SOCIETÀ ITALIANA DI NEFROLOGIA

Italian Society of Nephrology

"Quality & Accreditation” Committee

 

Presentation

 

During the past few years The Italian Society of Nephrology has focused its attention to   improve the technical-scientific and organizational aspects of this service , as well as better patient-need satisfaction,  in accordance with the  principle of an overall solution to the long-waited-for-facility.

 

The novelties concerning the financing of the Health Service as stated in the D. L. 502/1992 and following amendments , whereby “the adoption of quality assessment and auditing of  health activities and care given” has  increased both the expectation of patients and Health Organizations purchasers for better care quality and the need of Doctors and Health Organizations providers to possess assessment quality instruments .

 

The complexity of the nephrologist care sectors enhances the role of the professional care giver who has to guarantee  specialty and continuous integrated assistance in order to ensure the best results  for the patient he has been entrusted with. This task does not only mean a  professional scientific preparation in the case of the Nephrologist, but also for the Dialysis Unit Technicians and Nurses, so as to achieve high quality structural and functional standards and possibly  patient accessibility and encouragement.

 

In this attempt, Nephrologists have organized professional specialized courses for  Nurses working in Dialysis units.
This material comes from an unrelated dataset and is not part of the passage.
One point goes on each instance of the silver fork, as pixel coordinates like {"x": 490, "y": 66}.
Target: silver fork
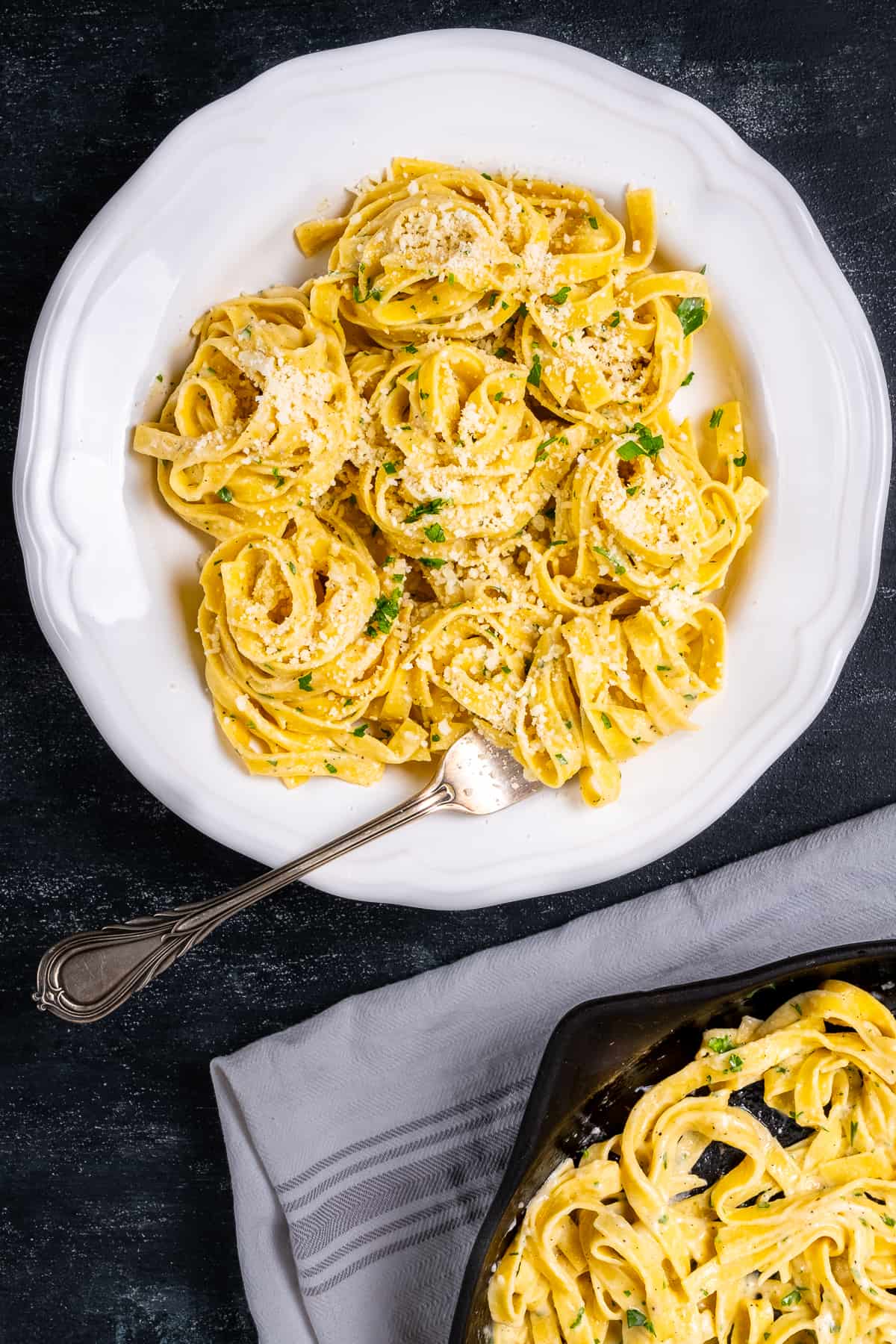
{"x": 89, "y": 974}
Moreover, the former have actively taken part in drawing up regional plans for health care interventions in favour of patients with renal diseases (in particular of uremics) as well as in setting up the Dialysis and Transplant Registers as means of  checking , storing  and comparing data .

 

The Italian Society of Nephrology has brought out guidelines on Nephrology and Dialysis to contribute to the realization of the project “defence for patients with renal diseases ”  bearing in mind   the three year National Health Care Plan.

 

Participation in various activities and programs on quality care assurance gave support to groups and patient Associations and constituted a continuous commitments too during the last years.

 

All the fore-mentioned efforts regarding continuous improvement in the quality of care, that have centred the patient and his needs at the centre of their attention, have contributed to the setting up an excellence Accreditation model, that has been adopted by the Italian Society of Nephrology as a model of improvement since 1997. The challenge was to raise  the overall  level of the  Health services, a way of coping with  topics of discussion, and keeping  research and  teaching as active as possible with the aim to create innovative solutions.

 

Improvement in the quality of the  National Health system, surely,  requires active participation under the guide of those who strive to this aim. Thus, the involvement of Doctors and Health care providers may not simply  be an  auspice, but  rather  an essential  element  of the project.

 

The new “Health market” is likely to provide new incentives as to the  efficiency of care, but might conceal dangerous implications unless appropriate technical quality control is applied. This check-up should  be made on the basis of providing the most suitable care and on assessing  health status and quality of life. With this aim therefore, clinical pathways and guidelines have been set up in compliance with   the knowledge emerging from  scientific evidence.

 

Monitoring of care has been stressed both as regards the evaluation of performance and auditing of structural organization. A means which may allow continuous assessment of the structural and organizational parameters in excellence Accreditation may be developed by those  typically processing dimensions such as accessibility, timely reply, continuity, integration. This model might permit  us to reduce “the grey area” in which Medicine moves , and might give an answer to the  growing need for  informed participation in  Health choices, as a guide among  the options  connected with the continuous technological evolution and the increasing economical costs of  the Health system.

 

The logic we refer to is of a comparative type, typical of  “benchmark systems” that do not persecute the fulfilment of predetermined standards in accordance with conformity, but  rather, use as a  surveying element, reference indexes which continually vary in  time and  space. Since indexes are bound to obtaining the best results  in a particular context (service, operative unit, division), starting from the hypothesis that the best clinical practice may be linked to this context, they might continually change in relation to the improvement and evolution of scientific knowledge.

 

 

The first result is the singling out of “Minimal structural requirements” and  Minimal outputs” that might guarantee acceptable performance quality (Giornale Italiano  di Nefrologia 1996; 13:427-437). For different care sectors and expected level of intervention, appropriate functional relationships as well as general requirements, environmental equipments,  technological and organizational characteristics have been underlined.

 

A preliminary assessment of quality dialysis indicators was the  second result, obtained with  the “Delfi” method by means of a repetitive consultation among experts (Giornale Italiano  di Nefrologia 1998; 15 321-329).

 

This activity is now operating under the supervision of the “Quality & Accreditation” Committee of  Italian Society of Nephrology.

 

 

Alberto Giangrande and Giorgio Triolo, July 2001.